The sale of Aramco shares could be a major event – and a major disaster for Big Oil, as well as for those who hold shares in oil companies. Here's why.

The oil sector is now a betting industry for many investors. His unpopularity did not match that of the tobacco industry twenty years ago. Non-governmental organizations like Climate Tracker have pushed big investors to divest shares of oil, gas and coal companies. Large pension funds, sovereign wealth funds and college endowments have responded to this pressure by selling shares in many companies. Divestments contributed to the underperformance of energy equities relative to major indices. For example, the S & P Energy index is unchanged in 2019, while the S & P 500 index is up 17%.

The rejection of energy stocks has reduced the market capitalization of the largest publicly held oil companies. These companies (BP, Chevron, ENI, Equinor, ExxonMobil, Shell, Petrobras and Total) have a total market capitalization of $ 1.3 trillion. (Microsoft is worth almost as much as that alone.) The total climbs to $ 1.6 trillion, if we add the other oil producers that are part of the S & P Energy index. It is a relatively modest sum. Related: Six bright clean energy ideas that never made it

The unpopularity of the sector with investors means that these companies must compete with Aramco for the investment dollars of a limited number of participants. There seems to be no elasticity today in investors offering money for oil industry shares. This means that Aramco's IPO, if continued, would result in a decline in the overall market capitalization of other companies as their shares are sold to fund the purchase of Aramco shares. (Although the lack of any elasticity in the supply of new funds may seem extreme, the data suggests that the money has come from the non-renewable asset sector for more than a year. is difficult to see why fund managers would reallocate their resources to non-renewable Aramco Shares.)

If investors sell shares of other "non-renewable" companies such as ExxonMobil, it is to be expected that the managers of these companies will take steps to offset the price decline. Today, they only have two options: buy back shares or increase dividends.

The choice of one or the other of these options would force the oil companies to no longer invest money in new or existing exploration or production projects. To see the impact, let's assume that Aramco's IPO raises $ 75 billion, all from the sale of shares of the eight largest oil companies. These sales would result in an average decline of 6% in the share price of these companies. The $ 75 billion reduction would also be equivalent to 60% of announced capital expenditures.

There should be little doubt that some, and perhaps all, of these companies would increase share redemptions if the IPO were to take place. Again, this would require them to divert capital from exploration and production or to issue more debt. In many cases, they would significantly reduce capital expenditures. Related: Is Renewable Hydrogen a Threat to Natural Gas?

This reduction would reduce their future oil and gas production. Indeed, the IPO of Aramco would slow down or reverse oil production increases in non-OPEC countries, particularly those in the United States.

The impact could be particularly severe for Shell and BP if Aramco shares were listed on the London Stock Exchange. Both companies should react quickly if investors seek to maintain balanced portfolios.

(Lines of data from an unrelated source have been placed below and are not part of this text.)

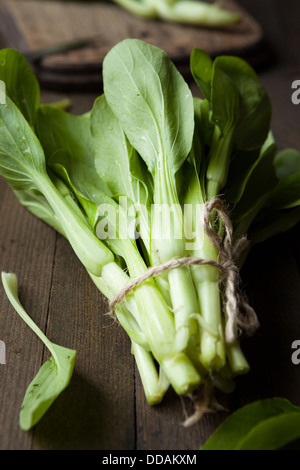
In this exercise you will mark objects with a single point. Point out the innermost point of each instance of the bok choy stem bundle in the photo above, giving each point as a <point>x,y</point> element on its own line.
<point>127,184</point>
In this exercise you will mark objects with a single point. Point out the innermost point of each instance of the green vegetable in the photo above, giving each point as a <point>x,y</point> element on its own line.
<point>179,11</point>
<point>268,424</point>
<point>127,185</point>
<point>54,375</point>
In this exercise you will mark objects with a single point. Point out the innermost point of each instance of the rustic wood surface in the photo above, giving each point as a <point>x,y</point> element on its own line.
<point>104,406</point>
<point>28,28</point>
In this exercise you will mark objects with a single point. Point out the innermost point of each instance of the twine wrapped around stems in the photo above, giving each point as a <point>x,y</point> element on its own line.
<point>238,312</point>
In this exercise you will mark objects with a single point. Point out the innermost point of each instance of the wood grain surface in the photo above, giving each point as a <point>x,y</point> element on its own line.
<point>104,406</point>
<point>29,26</point>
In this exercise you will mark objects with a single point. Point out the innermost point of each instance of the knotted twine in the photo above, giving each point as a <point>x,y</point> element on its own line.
<point>238,312</point>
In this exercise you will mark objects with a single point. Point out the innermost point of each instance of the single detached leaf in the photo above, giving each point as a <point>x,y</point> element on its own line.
<point>202,70</point>
<point>264,424</point>
<point>54,375</point>
<point>239,100</point>
<point>152,101</point>
<point>52,378</point>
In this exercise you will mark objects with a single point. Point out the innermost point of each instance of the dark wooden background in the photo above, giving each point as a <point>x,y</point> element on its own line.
<point>104,406</point>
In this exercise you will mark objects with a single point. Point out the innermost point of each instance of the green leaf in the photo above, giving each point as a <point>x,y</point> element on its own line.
<point>243,164</point>
<point>36,203</point>
<point>286,163</point>
<point>263,425</point>
<point>152,101</point>
<point>21,83</point>
<point>128,175</point>
<point>54,375</point>
<point>21,155</point>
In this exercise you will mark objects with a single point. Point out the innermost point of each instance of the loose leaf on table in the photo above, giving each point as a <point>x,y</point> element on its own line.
<point>241,111</point>
<point>119,166</point>
<point>267,424</point>
<point>54,375</point>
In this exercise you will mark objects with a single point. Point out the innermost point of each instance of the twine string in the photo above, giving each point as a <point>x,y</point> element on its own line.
<point>238,312</point>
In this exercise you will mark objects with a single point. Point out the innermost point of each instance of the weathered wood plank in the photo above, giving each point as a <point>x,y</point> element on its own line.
<point>27,248</point>
<point>97,410</point>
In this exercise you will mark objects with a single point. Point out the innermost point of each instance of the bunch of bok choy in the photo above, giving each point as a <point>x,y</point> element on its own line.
<point>128,183</point>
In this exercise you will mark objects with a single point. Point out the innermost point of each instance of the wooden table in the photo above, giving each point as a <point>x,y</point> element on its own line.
<point>104,406</point>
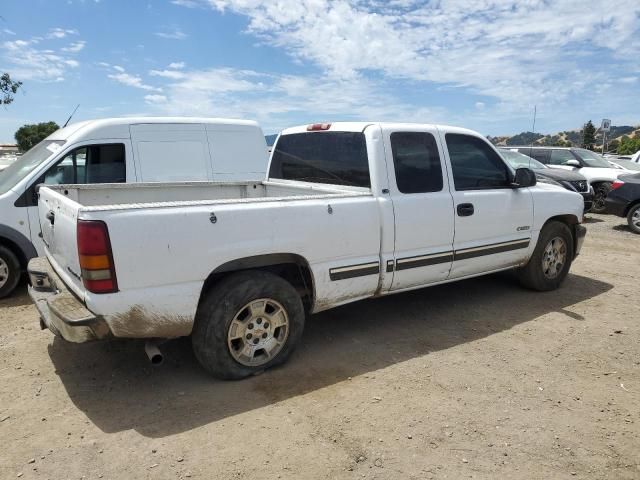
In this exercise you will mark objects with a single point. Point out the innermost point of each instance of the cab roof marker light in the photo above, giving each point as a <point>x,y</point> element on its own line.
<point>314,127</point>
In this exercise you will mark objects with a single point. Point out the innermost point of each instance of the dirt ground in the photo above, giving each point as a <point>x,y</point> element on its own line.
<point>477,379</point>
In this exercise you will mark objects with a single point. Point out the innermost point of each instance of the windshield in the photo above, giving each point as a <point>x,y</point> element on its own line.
<point>591,159</point>
<point>628,164</point>
<point>22,167</point>
<point>518,160</point>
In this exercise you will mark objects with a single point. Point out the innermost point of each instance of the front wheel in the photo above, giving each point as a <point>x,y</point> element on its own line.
<point>633,218</point>
<point>600,192</point>
<point>551,259</point>
<point>10,271</point>
<point>248,322</point>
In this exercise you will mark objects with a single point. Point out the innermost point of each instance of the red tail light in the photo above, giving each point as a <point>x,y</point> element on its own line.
<point>96,258</point>
<point>318,126</point>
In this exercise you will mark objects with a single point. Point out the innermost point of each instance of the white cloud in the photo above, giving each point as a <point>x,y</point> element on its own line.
<point>61,32</point>
<point>74,47</point>
<point>155,99</point>
<point>172,34</point>
<point>278,100</point>
<point>516,52</point>
<point>132,81</point>
<point>33,60</point>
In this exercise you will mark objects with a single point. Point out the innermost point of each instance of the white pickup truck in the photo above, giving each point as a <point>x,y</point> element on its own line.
<point>348,211</point>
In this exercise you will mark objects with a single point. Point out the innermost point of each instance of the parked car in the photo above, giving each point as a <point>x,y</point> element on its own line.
<point>348,211</point>
<point>591,165</point>
<point>572,181</point>
<point>624,200</point>
<point>119,150</point>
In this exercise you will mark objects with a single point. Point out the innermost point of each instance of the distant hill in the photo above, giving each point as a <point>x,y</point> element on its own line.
<point>566,138</point>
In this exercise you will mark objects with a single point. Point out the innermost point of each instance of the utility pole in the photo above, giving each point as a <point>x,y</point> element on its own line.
<point>606,126</point>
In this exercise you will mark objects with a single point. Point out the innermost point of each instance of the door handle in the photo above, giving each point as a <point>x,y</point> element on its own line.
<point>465,209</point>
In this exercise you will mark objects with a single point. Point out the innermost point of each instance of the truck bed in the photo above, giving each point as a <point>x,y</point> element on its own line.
<point>120,195</point>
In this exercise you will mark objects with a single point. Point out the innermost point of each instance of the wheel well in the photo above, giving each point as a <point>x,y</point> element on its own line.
<point>630,206</point>
<point>5,242</point>
<point>292,268</point>
<point>567,219</point>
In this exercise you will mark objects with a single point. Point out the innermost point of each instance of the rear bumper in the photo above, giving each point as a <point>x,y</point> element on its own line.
<point>580,233</point>
<point>61,311</point>
<point>616,206</point>
<point>588,201</point>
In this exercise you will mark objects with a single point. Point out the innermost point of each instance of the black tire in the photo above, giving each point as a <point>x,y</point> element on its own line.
<point>223,303</point>
<point>600,192</point>
<point>11,276</point>
<point>634,225</point>
<point>532,275</point>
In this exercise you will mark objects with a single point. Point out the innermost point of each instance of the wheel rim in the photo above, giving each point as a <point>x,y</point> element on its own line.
<point>258,332</point>
<point>554,257</point>
<point>4,272</point>
<point>635,219</point>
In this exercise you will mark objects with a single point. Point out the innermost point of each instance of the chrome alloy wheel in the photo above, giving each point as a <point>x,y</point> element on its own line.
<point>4,272</point>
<point>635,219</point>
<point>554,257</point>
<point>258,332</point>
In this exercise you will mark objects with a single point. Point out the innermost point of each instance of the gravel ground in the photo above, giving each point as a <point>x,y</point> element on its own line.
<point>476,379</point>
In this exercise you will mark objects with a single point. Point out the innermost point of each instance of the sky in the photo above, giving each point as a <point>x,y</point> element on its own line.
<point>480,64</point>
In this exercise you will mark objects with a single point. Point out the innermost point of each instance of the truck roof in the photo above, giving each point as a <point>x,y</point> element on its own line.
<point>119,127</point>
<point>360,126</point>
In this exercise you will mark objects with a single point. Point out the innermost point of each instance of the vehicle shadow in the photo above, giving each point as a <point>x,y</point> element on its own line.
<point>18,298</point>
<point>114,385</point>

Those investing in oil stocks must focus on the threat of Aramco's stock market listing on the stock prices of other oil companies. Some see in the oil industry a collegial group of companies, all engaged in profits by selling more oil. Aramco IMO will test this proposal. There is a better model for the future of the industry in Silicon Valley, California, where the philosophy of "winner wins everything" dominates.